When XO$$_2$$ is fused with an alkali metal hydroxide in presence of an oxidizing agent such as KNO$$_3$$; a dark green product is formed which disproportionate in acidic solution to afford a dark purple solution. X is:

We have an oxide of the type $$\text{XO}_2$$ which is fused with an alkali metal hydroxide, say $$\text{KOH}$$, in the presence of an oxidising agent such as $$\text{KNO}_3$$. Experimentally, this fusion gives a dark green product. Dark green colour, when produced in strongly alkaline medium, immediately suggests the formation of manganate ion $$\text{MnO}_4^{2-}$$, whose potassium salt $$\text{K}_2\text{MnO}_4$$ is characteristically green.
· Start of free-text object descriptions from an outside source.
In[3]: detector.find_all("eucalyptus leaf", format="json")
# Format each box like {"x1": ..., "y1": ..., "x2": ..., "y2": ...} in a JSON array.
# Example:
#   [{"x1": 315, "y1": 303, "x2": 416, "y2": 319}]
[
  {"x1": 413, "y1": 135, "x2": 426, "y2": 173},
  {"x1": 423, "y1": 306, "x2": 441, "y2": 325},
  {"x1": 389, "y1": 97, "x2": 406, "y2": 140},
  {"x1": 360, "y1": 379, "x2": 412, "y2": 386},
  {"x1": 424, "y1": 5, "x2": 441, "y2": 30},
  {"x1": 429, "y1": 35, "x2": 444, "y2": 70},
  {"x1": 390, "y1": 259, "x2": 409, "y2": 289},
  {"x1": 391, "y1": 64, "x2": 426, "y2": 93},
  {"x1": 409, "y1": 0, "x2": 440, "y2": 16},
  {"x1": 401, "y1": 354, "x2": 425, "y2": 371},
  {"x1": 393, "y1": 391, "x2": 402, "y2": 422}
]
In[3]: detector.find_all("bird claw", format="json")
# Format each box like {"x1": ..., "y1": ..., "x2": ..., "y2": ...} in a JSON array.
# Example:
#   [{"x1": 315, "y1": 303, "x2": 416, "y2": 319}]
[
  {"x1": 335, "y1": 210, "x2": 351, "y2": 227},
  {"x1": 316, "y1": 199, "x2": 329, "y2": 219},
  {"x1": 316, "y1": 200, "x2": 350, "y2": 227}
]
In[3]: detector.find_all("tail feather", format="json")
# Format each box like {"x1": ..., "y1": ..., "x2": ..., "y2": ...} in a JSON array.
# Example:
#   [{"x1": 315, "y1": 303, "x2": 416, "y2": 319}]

To justify this, let us write the balanced oxidation-reduction reaction that converts $$\text{MnO}_2$$ (manganese dioxide) into potassium manganate under the given conditions:

$$\text{MnO}_2 + 2\,\text{KOH} + \text{KNO}_3 \;\longrightarrow\; \text{K}_2\text{MnO}_4 + \text{KNO}_2 + \text{H}_2\text{O}$$

In the above equation, the oxidising agent $$\text{KNO}_3$$ removes electrons (is reduced to $$\text{KNO}_2$$), while the manganese in $$\text{MnO}_2$$ is oxidised from oxidation state $$+4$$ to $$+6$$ present in $$\text{MnO}_4^{2-}$$. The product $$\text{K}_2\text{MnO}_4$$ is dark green.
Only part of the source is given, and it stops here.